RIM: Things can only get better
After the bell tonight, Research In Motion announced its fiscal first-quarter earnings report. If you thought that things couldn’t get worse, well, they did. The only good news I can report is that the cash and investments total increased from $2.1 billion to $2.2 billion. Let’s look at the bad news.
RIM reported revenues of $2.8 billion, well below the $3.1 billion that was expected. That number is down 33% from the prior quarter and down 43% from the year ago period. Research In Motion shipped 7.8 million BlackBerry units and 260,000 PlayBooks. That number is down from 13.2 million and 500,000 units, respectively, in the year-ago period. Yes, Research In Motion sold about 260,000 PlayBooks in the quarter.
By way of comparison, Apple is expected to sell between 1 million and 1.4 million iPads per week. Yes, I said per week. Apple is also expected to sell somewhere around 30 million iPhones in the quarter. Also, Google just announced the launch of its Nexus tablet yesterday, which will provide further competition to the PlayBook. Microsoft also announced last week the launch of the Surface tablet, although I expect the Surface to be a higher-priced tablet. Google will definitely be competing with RIM. Microsoft probably won’t be competing 100%, but it could steal some PlayBook sales away — not that there is that much to begin with.
In terms of earnings per share, the company reported a GAAP net loss of $518 million, or $0.99 per share. That compares with a profit of $695 million, or $1.33, in the year-ago period. On an adjusted basis, the company reported a net loss of $192 million, or $0.37 per share. The company took a $335 million charge ($326 million after tax) on the impairment of goodwill. Research In Motion reported a loss of more than half a billion, while Apple is reporting profits of well over $10 billion each quarter.
Gross margins for the period fell to 28.0% from 43.9% in the year-ago period, and 33.4% in the fourth quarter. The company reported an operating loss of $643 million vs. an operating profit of $897 million last year. That means operating margins fell from a positive 18.3% to a negative 22.9%. It can’t get much worse than that.
But the worst news came in the BlackBerry 10 update. Many had been hoping for these phones to be out prior to the holiday season, but RIM will not be able to make it. That means that not only will Apple have the new iPhone out before Research In Motion gets the BlackBerry10 phones out, but Apple will have the entire holiday season to itself (ignoring others for this argument). Research In Motion has fallen even further behind, and here is what the company said:
The successful launch of the BlackBerry 10 platform and the delivery of high quality, full-featured BlackBerry 10 smartphones remain the company’s number one priority. Over the past several weeks, Research In Motion’s software development teams have made major progress in the development of key features for the BlackBerry 10 platform; however, the integration of these features and the associated large volume of code into the platform has proven to be more time consuming than anticipated. As a result, the Company now expects to launch the first BlackBerry 10 smartphones in market in Q1 of calendar 2013.
The company also announced it expects to take about $350 million in restructuring charges as part of the ongoing restructuring program, known as CORE. The CORE process is ongoing, and according to the company is going quite well. The company expects to cut about 5,000 jobs by the end of the year.
Research In Motion stopped providing financial guidance last quarter, so we did not expect any numbers from it now. It did provide the following outlook, however:
The company expects the next several quarters to continue to be very challenging for its business based on the increasing competitive environment, lower handset volumes, potential financial and other impacts from the delay of BlackBerry 10, pressure to reduce Research In Motion’s monthly infrastructure access fees, and the company’s plans to continue to aggressively drive sales of BlackBerry 7 handheld devices. The company expects to report an operating loss in the second quarter of fiscal 2013, as RIM continues to invest in marketing programs and continues to work through the transition to BlackBerry 10, as well as the company’s fixed costs being allocated over a lower volume of shipments. This outlook excludes the impact of charges related to the CORE program.

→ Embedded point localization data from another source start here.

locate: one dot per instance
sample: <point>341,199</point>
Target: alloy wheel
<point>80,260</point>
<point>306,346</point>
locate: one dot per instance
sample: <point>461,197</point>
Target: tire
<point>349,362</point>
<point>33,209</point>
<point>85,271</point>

So expect another operating loss. Also, the company did not initially announce any strategic initiatives, which was the hope. We had heard rumours lately of Research In Motion selling parts of the business to Apple or others, or that potentially Microsoft could buy a stake in the firm. As expected, we didn’t hear any of that from Research In Motion.
Research In Motion’s stock opened lower in after-hours trading, near $7.50, down more than $1.50 in the extended-hours trade, or almost 18%. At some point, this stock is going to get to a point where it will become a buy, as either the company’s cash position will exceed the market cap, or a competitor will buy it outright. I’m not sure we are totally there yet.
To conclude, this was a terrible quarter, and the numbers were even worse than expected. Not only did Research In Motion announce a much larger loss than expected, but revenues were down more than 40% over the prior-year period. Also, the worst news was that the company announced it will be delaying the BlackBerry 10 phones until calendar Q1 of 2013. Most were hoping that they would be out for the holiday season. With that now not being the case, expect Apple to have another dominant holiday season. Research In Motion has disappointed many in recent years, and today’s news was just another example.